OpenAI’s ‘DALL-E’ Generates Images From Text Descriptions
Artificial intelligence has gotten very good at some things — it’s even approaching the capability of people when it comes to recognizing objects and generating text. What about art? OpenAI has devised a new neural network called DALL-E (it’s like Dali with a nod to beloved Pixar robot WALL-E). All you need to do is give DALL-E some instructions, and it can draw an image for you. Sometimes the renderings are little better than fingerpainting, but other times they’re startlingly accurate portrayals.
OpenAI has made news lately for its GPT neural networks, which are sometimes referred to as “fake news generators” because of how well they can make up lies to support the input text. GPT3 showed that large neural networks can complete complex linguistic tasks. The team wanted to see how well such an AI could move between text and images. Like GPT3, DALL-E supports “zero-shot reasoning,” allowing it to generate an answer from a description and cue without any additional training. Unlike GPT, DALL-E is a transformer language model that can accept both text and images as input. DALL-E doesn’t need precise values and instructions like a 3D rendering engine; its past training allows it to fill in the blanks to add details that aren’t stated in the request.
Case in point: See below for some baby penguins wearing Christmas sweaters and playing the guitar. You don’t need to say the penguin has a Santa hat — DALL-E just comes up with that detail on its own in several renderings.
DALL-E also has a better understanding of objects in context compared with other AI artists.

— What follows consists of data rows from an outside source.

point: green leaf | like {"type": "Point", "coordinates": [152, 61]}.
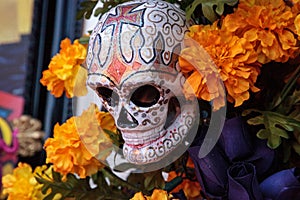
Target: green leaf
{"type": "Point", "coordinates": [208, 8]}
{"type": "Point", "coordinates": [154, 180]}
{"type": "Point", "coordinates": [276, 125]}
{"type": "Point", "coordinates": [286, 151]}
{"type": "Point", "coordinates": [263, 134]}
{"type": "Point", "coordinates": [287, 88]}
{"type": "Point", "coordinates": [256, 120]}
{"type": "Point", "coordinates": [296, 147]}
{"type": "Point", "coordinates": [274, 141]}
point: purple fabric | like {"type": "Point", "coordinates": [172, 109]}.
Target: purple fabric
{"type": "Point", "coordinates": [235, 139]}
{"type": "Point", "coordinates": [242, 182]}
{"type": "Point", "coordinates": [211, 171]}
{"type": "Point", "coordinates": [284, 184]}
{"type": "Point", "coordinates": [8, 152]}
{"type": "Point", "coordinates": [231, 169]}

For example, you can ask DALL-E for a picture of a phone or vacuum cleaner from a specified period of time, and it understands how those objects have changed. Well, at least generally. Some of the images will have buttons in the wrong place or a bizarre shape. But these are all rendered from scratch in the AI.
That whimsical streak helps DALL-E combine multiple concepts in fascinating ways. When asked to merge a snail and a harp, it comes up with some clever variations on the theme. With more straightforward instructions such as “draw an emoji of a lovestruck avocado,” you get some artful and rather adorable options that Unicode should look at adding to the official emoji list.
The team also showed that DALL-E can combine text instructions and a visual prompt. You can feed it an image and ask for a modification of that same image. For instance, you could show DALL-E a cat and ask for a sketch of the cat. You can also have DALL-E add sunglasses to the cat or make it a different color.
OpenAI has a page where you can play around with some of the more interesting input values. The model is still fairly limited, but this is just the start. OpenAI plans to study how DALL-E could impact the economy (add illustrators to the list of jobs threatened by AI) and the possibility for bias in the outputs.